After a first rescue of 33 persons in the Libyan Search and Rescue Region during the night from Friday to Saturday, November 11th, the Italian Maritime Rescue Coordination Center (MRCC) instructed the Ocean Viking to proceed to Ortona to disembark the survivors. Just before 3 am the same night, while underway to Ortona, the Ocean Viking received an alert to a boat in distress with 34 shipwrecked persons onboard in the vicinity, just 16 Nautical Miles from the ship. The Italian MRCC referred the Ocean Viking to the Libyan Joint Rescue Coordination Center (JRCC) for instructions. In the two hours that followed, the Ocean Viking tried to communicate with the responsible authorities to seek coordination while 34 persons were at risk for imminent and grave danger or loss of life at sea. Today we know that at least one of them would have almost certainly died if rescue had not come.
That night, as most of the time, communication with the Libyan JRCC was almost impossible. Emails from the Ocean Viking went unanswered. Calls either went unanswered or there were no English speakers available. Finally, an officer answered, but only spoke broken English and merely asked for the exact location of the distress case. “There was no indication that rescue for the persons in distress was underway. No other maritime authorities provided information or assistance, despite the Ocean Viking’s efforts to seek coordination. The Ocean Viking was consequently not relieved of the obligation to render assistance. Meanwhile, the Ocean Viking was constantly reminded of the threat of detention by the Italian MRCC if a clear instruction to rescue was not given. Our only clear instruction was to proceed to Ortona without delay while people were in distress at sea, close to our rescue ship, in the middle of the night,” explains Luisa Albera, Search and Rescue Coordinator onboard Ocean Viking.
International law leaves no room for doubt: Leaving these 34 shipwrecked persons to their fate in the middle of the sea would have been illegal and morally wrong. The chances that this boat and the people traveling on it would have made it safely to shore without assistance were slim. One man rescued from that boat collapsed due to significant fuel inhalation and has required continuing oxygen therapy and fluid resuscitation. Without rescue, it could have resulted in severe respiratory distress or death. Many survivors, including minors, suffered extensive fuel burns and required urgent medical care. Today, the Ocean Viking is detained for not leaving them behind at sea in imminent danger of loss of life.

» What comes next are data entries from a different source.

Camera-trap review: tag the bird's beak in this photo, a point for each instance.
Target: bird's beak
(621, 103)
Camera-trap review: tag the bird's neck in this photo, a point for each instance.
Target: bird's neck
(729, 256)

“We have always communicated transparently and proactively with all competent authorities at each step of our search and rescue activities and always sought coordination from the responsible authorities, but the Piantedosi Decree constitutes an impossible contradiction to maritime law: The duty to rescue applies even when the responsible authorities do not meet their duty to coordinate a rescue. Leaving shipwrecked people to an unknown fate at sea is illegal. Risking detentions and fines for not having received the right instructions from States responsible for coordinating the rescue poses a dilemma that no rescuer should face. It is unfathomable that a humanitarian organisation is penalized for carrying out lifesaving work and punished for the failure of the responsible authorities to effectively coordinate rescue activities in the central Mediterranean,” says Sophie Beau, Co-Founder of SOS MEDITERRANEE and General Director of SOS MEDITERRANEE France.
As a result of Decree Law of January 2, 2023 No. 1, NGO ships have been detained a total of 12 times this year, emptying the central Mediterranean of vital rescue assets during the deadliest year recorded in that stretch of sea since 2017. Just this weekend, multiple people perished and went missing while trying to cross the Mediterranean to seek safety. Instead of establishing an adequate response to the humanitarian needs at its southern border, Europe responds by incapacitating those trying to save lives.